The focus on Foltz did not begin with putting the GPS device on his work van, but with standard police investigative work. Police knew Foltz lived, worked and went to probation-related meetings where recent assaults had occurred. They knew the recent attacks were “amazingly like” those Foltz had confessed to in the past. The undercover GPS was just one piece of the puzzle. Police decided to follow Foltz as he drove his personal vehicle along public streets the day after the most recent assault. That’s when they saw him grab a woman from behind, knock her to the ground, pin her and try to unbutton her pants.
With “no basis in law” to exclude the officers’ eyewitness accounts, the court’s majority opinion by Chief Judge Walter S. Felton Jr. affirmed Foltz’s conviction of abduction with intent to defile and life sentence.
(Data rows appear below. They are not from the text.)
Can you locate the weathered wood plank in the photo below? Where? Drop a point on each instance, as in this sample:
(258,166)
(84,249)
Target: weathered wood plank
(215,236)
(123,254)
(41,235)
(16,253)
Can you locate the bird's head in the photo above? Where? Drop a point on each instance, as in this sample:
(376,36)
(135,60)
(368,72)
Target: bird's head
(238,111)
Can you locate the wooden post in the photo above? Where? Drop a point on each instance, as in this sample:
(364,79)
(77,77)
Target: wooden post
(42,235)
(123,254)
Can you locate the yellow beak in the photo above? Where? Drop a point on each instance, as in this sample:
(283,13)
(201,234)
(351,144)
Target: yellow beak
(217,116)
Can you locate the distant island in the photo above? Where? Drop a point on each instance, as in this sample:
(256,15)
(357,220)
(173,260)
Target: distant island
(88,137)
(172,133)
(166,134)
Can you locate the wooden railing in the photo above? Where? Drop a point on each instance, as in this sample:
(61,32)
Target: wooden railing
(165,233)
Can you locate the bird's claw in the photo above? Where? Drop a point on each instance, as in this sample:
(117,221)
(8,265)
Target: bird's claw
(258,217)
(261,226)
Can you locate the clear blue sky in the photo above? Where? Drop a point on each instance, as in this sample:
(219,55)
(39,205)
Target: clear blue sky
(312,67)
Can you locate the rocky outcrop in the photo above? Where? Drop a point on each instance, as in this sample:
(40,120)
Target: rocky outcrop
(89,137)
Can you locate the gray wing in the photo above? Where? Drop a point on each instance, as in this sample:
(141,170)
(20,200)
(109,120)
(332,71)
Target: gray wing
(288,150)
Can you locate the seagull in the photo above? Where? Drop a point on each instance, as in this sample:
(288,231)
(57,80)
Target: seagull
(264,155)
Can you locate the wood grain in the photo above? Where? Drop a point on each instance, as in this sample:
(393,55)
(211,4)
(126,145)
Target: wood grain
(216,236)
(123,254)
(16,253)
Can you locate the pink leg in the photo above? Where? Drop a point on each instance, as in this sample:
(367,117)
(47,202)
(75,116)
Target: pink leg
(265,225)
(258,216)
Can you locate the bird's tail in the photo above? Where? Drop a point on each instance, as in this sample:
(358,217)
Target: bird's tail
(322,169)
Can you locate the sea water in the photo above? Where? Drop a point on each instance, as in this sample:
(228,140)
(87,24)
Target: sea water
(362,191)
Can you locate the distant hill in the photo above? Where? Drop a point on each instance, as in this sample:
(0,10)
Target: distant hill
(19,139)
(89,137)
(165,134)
Judges Randolph Beales and James W. Haley Jr. filed a concurrence that took on concerns about the “potential use of Orwellian practices by the state” and drew a distinction because the GPS went on the employer’s van, parked on a public street, with the employer’s consent. Police action did not violate any reasonable expectation of privacy, Beales wrote.
Judge Robert Humphreys concurred separately to discuss the shifting boundary for a sense of privacy in an “‘Information Age’ where privacy is becoming an increasingly scare commodity,” given electronic scanners that perform a virtual “strip search” of passengers taking public transportation.